Clever Marketing Needed To Position J&J's New Psoriasis Drug Ahead Of Cheaper Options

Johnson & Johnson's anti-interleukin-23 therapy, guselkumab, has produced stronger efficacy data in VOYAGE 1, the first ever Phase III study to directly compare an IL inhibitor against anti-TNF-alpha treatment Humira (AbbVie Inc.’s adalimumab) in psoriasis patients – but uptake might still be a challenge in the early treatment setting because of the number of cheaper alternatives on the market.

J&J is aiming to position guselkumab early in the psoriasis treatment algorithm by directly comparing it to the current standard of care (Humira) in its Phase III program but guselkumab will face several barriers upon launch, such as the increasing availability of lower cost anti-TNF biosimilars that will likely be used in early lines of therapy, and the increasing availability of highly efficacious IL inhibitors.

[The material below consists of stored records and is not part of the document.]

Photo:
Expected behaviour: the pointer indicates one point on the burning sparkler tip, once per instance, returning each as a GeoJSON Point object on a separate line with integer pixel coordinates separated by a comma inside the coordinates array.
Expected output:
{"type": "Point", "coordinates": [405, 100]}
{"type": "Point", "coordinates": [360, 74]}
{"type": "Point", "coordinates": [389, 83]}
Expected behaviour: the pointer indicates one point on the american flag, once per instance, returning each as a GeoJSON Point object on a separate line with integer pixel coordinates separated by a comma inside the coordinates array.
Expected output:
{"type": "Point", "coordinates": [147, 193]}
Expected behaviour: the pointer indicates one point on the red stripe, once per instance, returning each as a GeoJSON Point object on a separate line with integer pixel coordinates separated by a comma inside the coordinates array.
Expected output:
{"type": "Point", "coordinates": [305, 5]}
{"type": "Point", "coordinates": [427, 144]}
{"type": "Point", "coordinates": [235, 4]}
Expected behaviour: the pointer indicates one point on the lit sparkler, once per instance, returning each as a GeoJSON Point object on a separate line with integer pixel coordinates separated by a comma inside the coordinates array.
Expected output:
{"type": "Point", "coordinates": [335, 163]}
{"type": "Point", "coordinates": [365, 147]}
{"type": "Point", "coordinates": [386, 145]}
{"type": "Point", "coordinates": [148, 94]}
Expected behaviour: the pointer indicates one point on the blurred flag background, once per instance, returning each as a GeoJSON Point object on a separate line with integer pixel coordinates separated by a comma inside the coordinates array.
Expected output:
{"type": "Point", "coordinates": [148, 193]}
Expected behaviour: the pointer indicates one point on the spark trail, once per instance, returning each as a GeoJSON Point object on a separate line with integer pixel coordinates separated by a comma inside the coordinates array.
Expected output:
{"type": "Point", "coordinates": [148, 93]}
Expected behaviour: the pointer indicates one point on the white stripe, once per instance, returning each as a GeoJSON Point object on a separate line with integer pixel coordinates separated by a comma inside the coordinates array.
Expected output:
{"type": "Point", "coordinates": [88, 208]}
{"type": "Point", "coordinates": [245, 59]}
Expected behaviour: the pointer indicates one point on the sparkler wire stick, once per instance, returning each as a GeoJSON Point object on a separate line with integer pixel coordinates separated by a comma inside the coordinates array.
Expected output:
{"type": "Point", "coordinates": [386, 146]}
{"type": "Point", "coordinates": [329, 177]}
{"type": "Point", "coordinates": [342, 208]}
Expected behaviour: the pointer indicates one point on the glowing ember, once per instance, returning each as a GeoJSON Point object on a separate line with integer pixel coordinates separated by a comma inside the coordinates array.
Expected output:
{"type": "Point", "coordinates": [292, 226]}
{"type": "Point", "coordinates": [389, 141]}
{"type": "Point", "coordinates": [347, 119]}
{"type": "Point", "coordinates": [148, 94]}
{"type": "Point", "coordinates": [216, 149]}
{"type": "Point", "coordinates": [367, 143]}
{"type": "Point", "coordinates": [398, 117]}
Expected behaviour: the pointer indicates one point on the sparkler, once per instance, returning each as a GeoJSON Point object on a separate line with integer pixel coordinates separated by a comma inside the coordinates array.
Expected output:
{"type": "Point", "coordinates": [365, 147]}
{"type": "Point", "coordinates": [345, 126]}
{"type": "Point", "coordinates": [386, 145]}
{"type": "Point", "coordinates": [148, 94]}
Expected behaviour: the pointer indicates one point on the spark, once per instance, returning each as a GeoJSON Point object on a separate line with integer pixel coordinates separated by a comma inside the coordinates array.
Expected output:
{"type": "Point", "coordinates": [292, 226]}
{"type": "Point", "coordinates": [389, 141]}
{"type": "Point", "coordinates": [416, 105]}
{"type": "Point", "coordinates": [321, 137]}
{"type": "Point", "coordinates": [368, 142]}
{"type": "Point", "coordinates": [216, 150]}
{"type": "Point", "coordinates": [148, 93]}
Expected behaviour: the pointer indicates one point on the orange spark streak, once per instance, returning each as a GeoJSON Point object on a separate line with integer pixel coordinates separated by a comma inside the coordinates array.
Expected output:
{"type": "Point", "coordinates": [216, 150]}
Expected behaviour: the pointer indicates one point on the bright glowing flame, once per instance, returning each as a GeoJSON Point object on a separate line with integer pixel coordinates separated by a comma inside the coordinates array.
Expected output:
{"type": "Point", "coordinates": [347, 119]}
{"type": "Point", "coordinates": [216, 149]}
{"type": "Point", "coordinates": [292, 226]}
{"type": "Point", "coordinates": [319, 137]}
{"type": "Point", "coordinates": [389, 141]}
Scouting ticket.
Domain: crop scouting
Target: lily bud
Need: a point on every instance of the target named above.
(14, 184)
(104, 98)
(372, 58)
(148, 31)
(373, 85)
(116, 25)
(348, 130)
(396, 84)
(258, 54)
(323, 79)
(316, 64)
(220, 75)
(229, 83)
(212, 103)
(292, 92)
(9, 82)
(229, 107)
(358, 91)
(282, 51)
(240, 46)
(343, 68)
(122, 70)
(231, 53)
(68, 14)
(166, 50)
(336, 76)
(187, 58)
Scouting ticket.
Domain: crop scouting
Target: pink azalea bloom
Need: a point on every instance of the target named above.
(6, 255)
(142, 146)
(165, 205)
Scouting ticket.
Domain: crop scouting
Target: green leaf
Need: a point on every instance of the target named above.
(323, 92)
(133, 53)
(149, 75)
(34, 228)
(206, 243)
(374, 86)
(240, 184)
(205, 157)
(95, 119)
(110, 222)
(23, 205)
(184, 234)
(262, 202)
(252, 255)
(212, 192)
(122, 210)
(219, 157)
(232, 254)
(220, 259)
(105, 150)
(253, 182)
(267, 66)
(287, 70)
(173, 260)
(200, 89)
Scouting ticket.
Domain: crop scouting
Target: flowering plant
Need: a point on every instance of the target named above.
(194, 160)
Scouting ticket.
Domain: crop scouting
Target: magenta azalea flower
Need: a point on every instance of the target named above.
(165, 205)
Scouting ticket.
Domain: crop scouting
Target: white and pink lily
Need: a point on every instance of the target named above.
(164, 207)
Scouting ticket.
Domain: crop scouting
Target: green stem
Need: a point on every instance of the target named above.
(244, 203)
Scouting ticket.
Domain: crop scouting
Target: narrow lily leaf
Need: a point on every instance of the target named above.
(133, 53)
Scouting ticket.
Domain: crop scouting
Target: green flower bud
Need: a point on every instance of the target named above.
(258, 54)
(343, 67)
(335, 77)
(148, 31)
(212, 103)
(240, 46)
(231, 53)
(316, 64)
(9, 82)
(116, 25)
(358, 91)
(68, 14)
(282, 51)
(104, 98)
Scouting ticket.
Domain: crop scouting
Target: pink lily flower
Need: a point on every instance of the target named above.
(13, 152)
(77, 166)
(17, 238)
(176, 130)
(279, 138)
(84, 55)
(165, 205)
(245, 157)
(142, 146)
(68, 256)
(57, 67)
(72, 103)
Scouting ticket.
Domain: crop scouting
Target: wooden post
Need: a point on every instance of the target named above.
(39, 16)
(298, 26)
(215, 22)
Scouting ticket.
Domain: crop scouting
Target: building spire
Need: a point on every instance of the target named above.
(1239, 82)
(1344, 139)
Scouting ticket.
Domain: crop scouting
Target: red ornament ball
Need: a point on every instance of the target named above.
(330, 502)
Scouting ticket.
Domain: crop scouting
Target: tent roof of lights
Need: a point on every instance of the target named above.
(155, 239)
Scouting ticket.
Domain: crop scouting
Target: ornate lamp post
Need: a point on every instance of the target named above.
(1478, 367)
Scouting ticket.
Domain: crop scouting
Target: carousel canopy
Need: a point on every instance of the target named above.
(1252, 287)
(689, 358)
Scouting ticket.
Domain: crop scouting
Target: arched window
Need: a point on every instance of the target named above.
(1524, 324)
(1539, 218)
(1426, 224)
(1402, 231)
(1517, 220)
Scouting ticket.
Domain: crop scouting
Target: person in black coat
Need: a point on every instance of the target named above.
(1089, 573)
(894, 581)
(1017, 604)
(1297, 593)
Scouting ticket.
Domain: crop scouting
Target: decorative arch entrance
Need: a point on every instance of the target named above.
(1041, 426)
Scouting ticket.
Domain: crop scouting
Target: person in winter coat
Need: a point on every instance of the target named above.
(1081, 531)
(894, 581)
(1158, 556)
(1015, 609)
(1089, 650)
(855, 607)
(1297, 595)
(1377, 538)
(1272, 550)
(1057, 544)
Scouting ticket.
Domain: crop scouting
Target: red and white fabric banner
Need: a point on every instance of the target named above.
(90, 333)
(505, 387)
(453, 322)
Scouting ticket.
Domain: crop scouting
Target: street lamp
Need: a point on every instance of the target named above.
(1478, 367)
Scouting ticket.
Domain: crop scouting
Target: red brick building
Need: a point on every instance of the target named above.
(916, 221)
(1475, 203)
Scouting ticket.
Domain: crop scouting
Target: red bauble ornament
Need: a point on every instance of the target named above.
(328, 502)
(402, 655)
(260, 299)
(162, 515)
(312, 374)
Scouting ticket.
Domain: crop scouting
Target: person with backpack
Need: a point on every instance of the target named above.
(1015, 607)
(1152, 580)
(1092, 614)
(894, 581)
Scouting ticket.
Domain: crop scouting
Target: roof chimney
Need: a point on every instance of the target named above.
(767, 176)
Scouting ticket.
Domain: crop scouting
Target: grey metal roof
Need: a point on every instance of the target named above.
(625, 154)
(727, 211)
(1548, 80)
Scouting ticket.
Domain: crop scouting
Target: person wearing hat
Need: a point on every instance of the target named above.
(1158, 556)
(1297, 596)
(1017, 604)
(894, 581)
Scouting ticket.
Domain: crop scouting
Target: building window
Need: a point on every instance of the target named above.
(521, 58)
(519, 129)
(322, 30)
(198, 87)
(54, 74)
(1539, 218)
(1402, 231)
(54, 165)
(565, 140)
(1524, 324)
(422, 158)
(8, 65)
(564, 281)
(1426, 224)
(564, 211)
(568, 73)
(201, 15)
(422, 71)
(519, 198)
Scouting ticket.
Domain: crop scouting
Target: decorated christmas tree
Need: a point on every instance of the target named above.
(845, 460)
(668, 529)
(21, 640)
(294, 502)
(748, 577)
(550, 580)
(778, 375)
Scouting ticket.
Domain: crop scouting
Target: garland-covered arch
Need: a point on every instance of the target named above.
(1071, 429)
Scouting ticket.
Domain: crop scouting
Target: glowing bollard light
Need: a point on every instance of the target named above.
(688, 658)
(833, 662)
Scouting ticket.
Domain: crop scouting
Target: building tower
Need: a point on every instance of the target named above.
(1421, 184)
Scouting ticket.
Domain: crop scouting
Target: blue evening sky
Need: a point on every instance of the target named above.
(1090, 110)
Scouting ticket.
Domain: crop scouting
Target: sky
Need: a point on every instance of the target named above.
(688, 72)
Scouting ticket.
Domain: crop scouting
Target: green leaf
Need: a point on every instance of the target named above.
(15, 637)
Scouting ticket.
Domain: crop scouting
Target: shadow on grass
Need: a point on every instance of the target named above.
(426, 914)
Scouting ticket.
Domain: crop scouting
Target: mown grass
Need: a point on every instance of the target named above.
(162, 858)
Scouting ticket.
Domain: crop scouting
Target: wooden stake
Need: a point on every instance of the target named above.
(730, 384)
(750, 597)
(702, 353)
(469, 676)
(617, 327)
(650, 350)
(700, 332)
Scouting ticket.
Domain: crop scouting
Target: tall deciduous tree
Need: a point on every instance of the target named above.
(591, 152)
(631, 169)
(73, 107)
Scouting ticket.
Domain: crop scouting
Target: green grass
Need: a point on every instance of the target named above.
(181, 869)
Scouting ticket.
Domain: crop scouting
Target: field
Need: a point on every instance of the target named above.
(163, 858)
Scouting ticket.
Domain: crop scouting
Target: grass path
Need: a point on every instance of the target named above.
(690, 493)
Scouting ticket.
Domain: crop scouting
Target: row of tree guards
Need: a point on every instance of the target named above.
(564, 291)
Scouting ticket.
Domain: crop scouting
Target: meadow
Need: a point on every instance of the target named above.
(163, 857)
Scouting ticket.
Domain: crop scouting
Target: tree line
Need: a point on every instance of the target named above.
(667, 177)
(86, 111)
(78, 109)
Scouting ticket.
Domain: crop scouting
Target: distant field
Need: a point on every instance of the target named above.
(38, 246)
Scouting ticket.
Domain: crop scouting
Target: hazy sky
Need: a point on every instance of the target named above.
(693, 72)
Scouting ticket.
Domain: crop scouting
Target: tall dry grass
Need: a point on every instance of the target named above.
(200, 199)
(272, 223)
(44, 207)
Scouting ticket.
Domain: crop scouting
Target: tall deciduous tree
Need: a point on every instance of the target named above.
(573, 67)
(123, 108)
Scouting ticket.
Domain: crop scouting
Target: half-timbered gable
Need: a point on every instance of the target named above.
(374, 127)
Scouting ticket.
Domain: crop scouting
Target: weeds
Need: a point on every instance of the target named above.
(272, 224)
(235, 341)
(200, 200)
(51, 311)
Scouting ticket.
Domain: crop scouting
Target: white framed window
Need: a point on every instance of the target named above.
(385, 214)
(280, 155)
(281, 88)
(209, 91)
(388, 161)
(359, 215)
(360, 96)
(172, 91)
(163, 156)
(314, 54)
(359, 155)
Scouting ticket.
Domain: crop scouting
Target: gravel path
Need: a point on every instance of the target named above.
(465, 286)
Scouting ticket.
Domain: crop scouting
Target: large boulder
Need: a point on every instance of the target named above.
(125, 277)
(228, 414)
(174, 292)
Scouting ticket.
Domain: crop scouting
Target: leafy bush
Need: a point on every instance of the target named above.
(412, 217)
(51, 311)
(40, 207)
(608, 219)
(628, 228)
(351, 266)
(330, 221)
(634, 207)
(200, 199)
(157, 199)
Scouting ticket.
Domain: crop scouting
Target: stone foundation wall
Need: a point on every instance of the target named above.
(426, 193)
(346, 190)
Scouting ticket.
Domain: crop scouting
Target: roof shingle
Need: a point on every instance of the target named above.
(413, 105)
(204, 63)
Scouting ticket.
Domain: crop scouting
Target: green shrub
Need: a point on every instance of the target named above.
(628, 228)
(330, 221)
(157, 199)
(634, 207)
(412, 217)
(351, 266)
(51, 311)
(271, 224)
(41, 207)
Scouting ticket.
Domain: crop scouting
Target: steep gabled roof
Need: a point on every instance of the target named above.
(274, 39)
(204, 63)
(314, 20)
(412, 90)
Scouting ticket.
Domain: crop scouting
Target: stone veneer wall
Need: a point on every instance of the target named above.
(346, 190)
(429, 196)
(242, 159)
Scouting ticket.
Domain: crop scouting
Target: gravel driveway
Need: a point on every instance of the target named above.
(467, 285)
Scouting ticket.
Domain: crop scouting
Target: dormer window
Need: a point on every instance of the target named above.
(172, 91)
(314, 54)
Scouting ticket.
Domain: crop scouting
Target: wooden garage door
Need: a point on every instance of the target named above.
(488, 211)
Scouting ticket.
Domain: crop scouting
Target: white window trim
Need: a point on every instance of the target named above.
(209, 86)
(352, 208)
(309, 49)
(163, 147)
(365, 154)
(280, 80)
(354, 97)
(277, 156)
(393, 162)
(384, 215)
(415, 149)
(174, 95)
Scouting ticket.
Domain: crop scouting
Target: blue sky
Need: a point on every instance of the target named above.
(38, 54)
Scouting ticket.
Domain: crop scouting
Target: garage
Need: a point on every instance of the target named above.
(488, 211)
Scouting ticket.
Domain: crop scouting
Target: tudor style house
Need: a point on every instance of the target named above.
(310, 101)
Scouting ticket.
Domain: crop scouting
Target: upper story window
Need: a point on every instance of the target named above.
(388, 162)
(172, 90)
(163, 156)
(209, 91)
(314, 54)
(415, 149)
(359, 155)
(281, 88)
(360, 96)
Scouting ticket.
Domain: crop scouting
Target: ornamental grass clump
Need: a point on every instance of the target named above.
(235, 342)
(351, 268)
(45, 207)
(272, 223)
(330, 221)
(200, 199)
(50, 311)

Datamonitor Healthcare analyst Anna Reyes told Scrip that guselkumab’s superiority versus Humira in the VOYAGE 1 Phase III study represents a win to J&J. However, she said the company would have to "invest heavily in order to drive guselkumab’s uptake in an attempt to protect its dermatology franchise, now that many IL inhibitors (including Novartis AG's anti-IL17a agent Cosentyx (secukinumab), Valeant Pharmaceuticals International Inc.'s anti-IL17 Siliq (brodalumab) and AbbVie's anti-IL23 product risankizumab (ABBV-066)) have demonstrated superiority to J&J’s own marketed psoriasis drug, Stelara."

Reyes added that leading dermatologists have suggested J&J may market guselkumab over the anti-IL12/IL23 product Stelara (ustekinumab) once the new IL-23 inhibitor is approved.

J&J is expected to file regulatory applications for guselkumab by the end of the year in the US and Europe. The company is also due to present more Phase III data for guselkumab from its VOYAGE 2 and NAVIGATE studies in the fourth quarter.

Head-To-Head Results

Janssen Pharmaceuticals Inc., a J&J company, reported data from the Phase III VOYAGE 1 trial – which included a head-to-head arm comparing J&J's compound against adalimumab – at the European Academy of Dermatology and Venereology (EADV) meeting held in Austria from Sept. 28 to Oct.2. Last year J&J reported positive Phase II data for guselkumab versus Humira in the same setting of moderate to severe plaque psoriasis patients.

In the VOYAGE 1 study, the co-primary endpoints were met at week 16, with 85.1% of patients receiving guselkumab 100mg at weeks 0 and 4 and then every eight weeks achieving cleared (IGA 0) or minimal disease (IGA 1) compared with 6.9% of patients receiving placebo (p<0.001). Nearly three-quarters of patients receiving guselkumab (73.3%) achieved a PASI 90 response, or near complete skin clearance, compared with 2.9% of patients receiving placebo (p<0.001).

Furthermore, all major secondary endpoints in VOYAGE 1 achieved significance in comparisons of guselkumab versus adalimumab administered subcutaneously at weeks 0 (80mg), 1 (40mg) and then 40mg every other week (p< 0.001 for all measures). At week 16, following three injections of guselkumab and ten injections of adalimumab, significantly higher proportions of patients receiving guselkumab achieved IGA 0/1 and PASI 90 (85.1% and 73.3%, respectively) compared with patients receiving adalimumab (65.9% and 49.7%, respectively).

Higher levels of skin clearance among the guselkumab group continued through weeks 24 and 48, with significantly more patients receiving guselkumab achieving IGA 0/1 and PASI 90, as well as measures of full skin clearance, as indicated by a 100% improvement in PASI score or an IGA score of 0, compared with adalimumab, Janssen reported.

The co-primary endpoints of the study were proportions of patients receiving guselkumab versus patients receiving placebo achieving cleared/minimal disease and PASI 90 response at week 16.